I know many people think Jakob Neilsen is a bit of a Usability nut, but apparently I think he’s reached the zenith of outrageous conclusions. Apparently his study found that 24% of users in his sample when placed in front of a computer couldn’t conduct a search on Google.
As I’m writing this I was finding it hard to use his Useit.com site. Perhaps he should provide a top navigation anchored into the main sections on that page – just a bit of a usability tip there!
How difficult is it to perform a search on Google?
I’m not talking about the challenge of formulating a good query, interpreting the results, or revising your search strategy to reap better results. Those are all very complicated research skills, and few people excel at them.

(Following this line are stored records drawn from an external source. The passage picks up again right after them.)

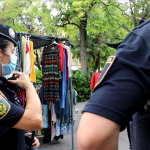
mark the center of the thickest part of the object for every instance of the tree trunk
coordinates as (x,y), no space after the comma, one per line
(83,46)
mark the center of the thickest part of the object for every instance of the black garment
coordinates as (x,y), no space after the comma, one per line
(10,113)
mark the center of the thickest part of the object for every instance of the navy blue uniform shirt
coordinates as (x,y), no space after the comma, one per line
(10,114)
(124,85)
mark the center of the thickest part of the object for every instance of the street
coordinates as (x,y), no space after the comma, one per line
(66,143)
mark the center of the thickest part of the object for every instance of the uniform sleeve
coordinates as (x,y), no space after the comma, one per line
(10,114)
(124,85)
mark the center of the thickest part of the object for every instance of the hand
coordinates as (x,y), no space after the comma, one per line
(22,80)
(36,141)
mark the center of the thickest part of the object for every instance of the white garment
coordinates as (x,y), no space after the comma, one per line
(28,60)
(69,59)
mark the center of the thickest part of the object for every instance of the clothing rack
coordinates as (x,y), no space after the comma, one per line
(41,41)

I’m talking only about the very first step in searching the Web: Getting to your favorite search engine so that you can run a search there.
But it was this bit that made me chuckle the most:
I doubt that any Web designer would be incapable of running a Google search. So, the fact that 1/4 of users can’t do it is a striking demonstration that you can’t rely on your own experience if you want to reach a broader audience.
I spend my day explaining the benefits of blogging, exploring the long tail of the search distribution, removing barriers that prevent users from transacting and creating sticky content. Some of which I don’t expect my non internet-savvy clients to understand first or second time – that is fine.
But how the heck are we supposed to design and market websites when 1/4 of the internet-population are supposedly unable to find Google and conduct a search on it?
The thing I have trouble with is that nowhere did he say how large his sample was, where they were obtained from, their age and gender distribution, the length of internet experience.
To my mind this is just another “internet study” that should be thrown into the e-wastebin!